• head_banner_02.jpg

Valvole per idrogeno liquido dal punto di vista industriale

L'idrogeno liquido presenta alcuni vantaggi in termini di stoccaggio e trasporto. Rispetto all'idrogeno gassoso, l'idrogeno liquido (LH2) ha una densità maggiore e richiede una pressione inferiore per lo stoccaggio. Tuttavia, l'idrogeno deve raggiungere una temperatura di -253 °C per liquefarsi, il che rende il processo piuttosto complesso. Le temperature estremamente basse e i rischi di infiammabilità rendono l'idrogeno liquido un mezzo pericoloso. Per questo motivo, rigorose misure di sicurezza e un'elevata affidabilità sono requisiti imprescindibili nella progettazione di valvole per le relative applicazioni.

Di Fadila Khelfaoui, Frédéric Blanquet

Valvola Velan (Velan)

 

 

 

Applicazioni dell'idrogeno liquido (LH2).

Attualmente, l'idrogeno liquido viene utilizzato e si sta sperimentando il suo impiego in diverse applicazioni speciali. Nel settore aerospaziale, può essere impiegato come combustibile per il lancio di razzi e può anche generare onde d'urto nelle gallerie del vento transoniche. Grazie alla "scienza avanzata", l'idrogeno liquido è diventato un materiale chiave nei sistemi superconduttori, negli acceleratori di particelle e nei dispositivi per la fusione nucleare.

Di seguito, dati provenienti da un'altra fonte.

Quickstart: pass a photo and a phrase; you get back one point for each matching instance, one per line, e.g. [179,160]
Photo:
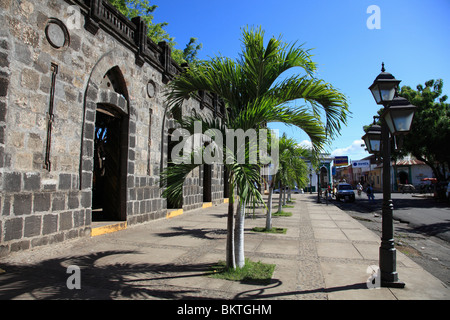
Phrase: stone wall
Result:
[60,61]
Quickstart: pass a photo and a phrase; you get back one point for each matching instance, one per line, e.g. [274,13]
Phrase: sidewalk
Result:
[325,254]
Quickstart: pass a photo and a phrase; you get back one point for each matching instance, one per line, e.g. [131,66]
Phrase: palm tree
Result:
[255,95]
[291,172]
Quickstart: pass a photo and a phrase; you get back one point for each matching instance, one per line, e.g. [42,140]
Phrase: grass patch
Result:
[273,230]
[281,214]
[251,272]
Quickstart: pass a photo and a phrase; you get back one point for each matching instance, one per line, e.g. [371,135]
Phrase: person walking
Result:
[359,188]
[369,193]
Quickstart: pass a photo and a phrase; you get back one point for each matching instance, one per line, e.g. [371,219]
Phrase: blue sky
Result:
[413,41]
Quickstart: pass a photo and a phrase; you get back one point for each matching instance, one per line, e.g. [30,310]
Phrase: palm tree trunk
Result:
[231,264]
[269,209]
[280,199]
[239,234]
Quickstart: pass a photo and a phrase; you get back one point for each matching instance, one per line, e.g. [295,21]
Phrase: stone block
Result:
[13,229]
[41,202]
[4,60]
[73,201]
[58,201]
[65,181]
[50,224]
[32,226]
[22,204]
[65,222]
[30,79]
[32,181]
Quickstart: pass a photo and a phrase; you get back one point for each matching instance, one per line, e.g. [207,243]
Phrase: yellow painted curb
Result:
[174,213]
[206,205]
[108,229]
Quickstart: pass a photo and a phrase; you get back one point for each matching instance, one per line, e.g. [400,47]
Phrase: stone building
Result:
[83,125]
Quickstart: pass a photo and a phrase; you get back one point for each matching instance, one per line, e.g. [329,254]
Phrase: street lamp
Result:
[396,119]
[310,180]
[384,87]
[372,139]
[399,116]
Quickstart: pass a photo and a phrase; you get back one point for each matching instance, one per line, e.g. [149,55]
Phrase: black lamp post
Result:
[396,119]
[310,181]
[372,139]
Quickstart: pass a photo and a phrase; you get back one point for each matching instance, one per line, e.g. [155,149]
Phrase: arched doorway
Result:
[105,146]
[107,197]
[323,177]
[403,177]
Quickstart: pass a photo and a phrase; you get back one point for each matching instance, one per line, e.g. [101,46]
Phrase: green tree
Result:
[291,172]
[254,95]
[156,32]
[430,130]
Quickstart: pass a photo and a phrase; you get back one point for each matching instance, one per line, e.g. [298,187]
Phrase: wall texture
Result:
[61,63]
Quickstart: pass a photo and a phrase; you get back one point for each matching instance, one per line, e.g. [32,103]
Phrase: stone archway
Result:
[106,111]
[323,177]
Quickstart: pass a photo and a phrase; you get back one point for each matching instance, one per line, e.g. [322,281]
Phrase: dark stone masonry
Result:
[83,126]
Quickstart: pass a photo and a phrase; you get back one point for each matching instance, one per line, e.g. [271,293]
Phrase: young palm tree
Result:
[255,95]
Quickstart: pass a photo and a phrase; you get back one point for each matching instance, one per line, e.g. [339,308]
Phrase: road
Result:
[422,228]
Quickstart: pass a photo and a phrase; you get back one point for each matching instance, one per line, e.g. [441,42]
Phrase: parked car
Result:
[447,193]
[345,191]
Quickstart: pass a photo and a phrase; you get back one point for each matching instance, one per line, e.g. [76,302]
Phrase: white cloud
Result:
[354,151]
[306,144]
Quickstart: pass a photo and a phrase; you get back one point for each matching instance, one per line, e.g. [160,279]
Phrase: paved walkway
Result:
[325,254]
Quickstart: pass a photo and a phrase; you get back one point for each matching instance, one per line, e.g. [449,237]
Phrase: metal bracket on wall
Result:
[47,162]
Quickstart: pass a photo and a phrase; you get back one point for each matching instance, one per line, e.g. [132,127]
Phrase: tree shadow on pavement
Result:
[48,279]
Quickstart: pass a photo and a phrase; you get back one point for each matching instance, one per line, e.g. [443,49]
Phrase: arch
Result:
[403,177]
[107,101]
[323,177]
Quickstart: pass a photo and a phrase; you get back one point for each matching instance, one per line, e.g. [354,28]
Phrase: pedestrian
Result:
[369,193]
[359,188]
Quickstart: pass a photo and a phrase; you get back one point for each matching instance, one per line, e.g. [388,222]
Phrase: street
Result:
[422,228]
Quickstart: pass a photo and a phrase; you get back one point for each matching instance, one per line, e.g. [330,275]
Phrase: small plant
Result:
[282,214]
[251,272]
[273,230]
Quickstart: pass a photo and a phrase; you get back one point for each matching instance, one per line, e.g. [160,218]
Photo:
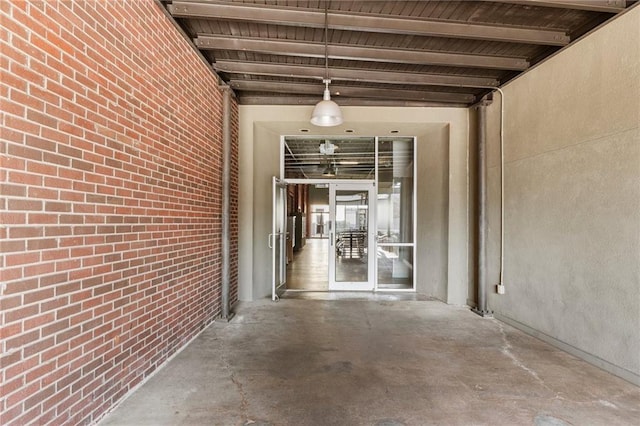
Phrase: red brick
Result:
[99,195]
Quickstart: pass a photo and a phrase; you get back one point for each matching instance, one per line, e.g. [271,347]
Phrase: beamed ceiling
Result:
[395,53]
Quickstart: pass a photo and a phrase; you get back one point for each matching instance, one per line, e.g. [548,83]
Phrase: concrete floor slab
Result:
[374,361]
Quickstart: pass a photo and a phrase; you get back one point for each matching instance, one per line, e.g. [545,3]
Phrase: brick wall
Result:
[110,209]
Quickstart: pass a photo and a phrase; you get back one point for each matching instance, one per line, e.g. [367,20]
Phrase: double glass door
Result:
[349,235]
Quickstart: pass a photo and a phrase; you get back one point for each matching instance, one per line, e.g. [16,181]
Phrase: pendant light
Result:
[326,113]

Con la crescente attenzione allo sviluppo sostenibile, negli ultimi anni l'idrogeno liquido è stato utilizzato come combustibile da un numero sempre maggiore di camion e navi. In questi scenari applicativi, l'importanza delle valvole è evidente. Il funzionamento sicuro e affidabile delle valvole è parte integrante dell'ecosistema della filiera dell'idrogeno liquido (produzione, trasporto, stoccaggio e distribuzione). Le operazioni relative all'idrogeno liquido sono complesse. Con oltre 30 anni di esperienza pratica e competenza nel campo delle valvole ad alte prestazioni fino a -272 °C, Velan è da tempo impegnata in diversi progetti innovativi ed è evidente che ha superato le sfide tecniche del settore dell'idrogeno liquido grazie alla sua competenza.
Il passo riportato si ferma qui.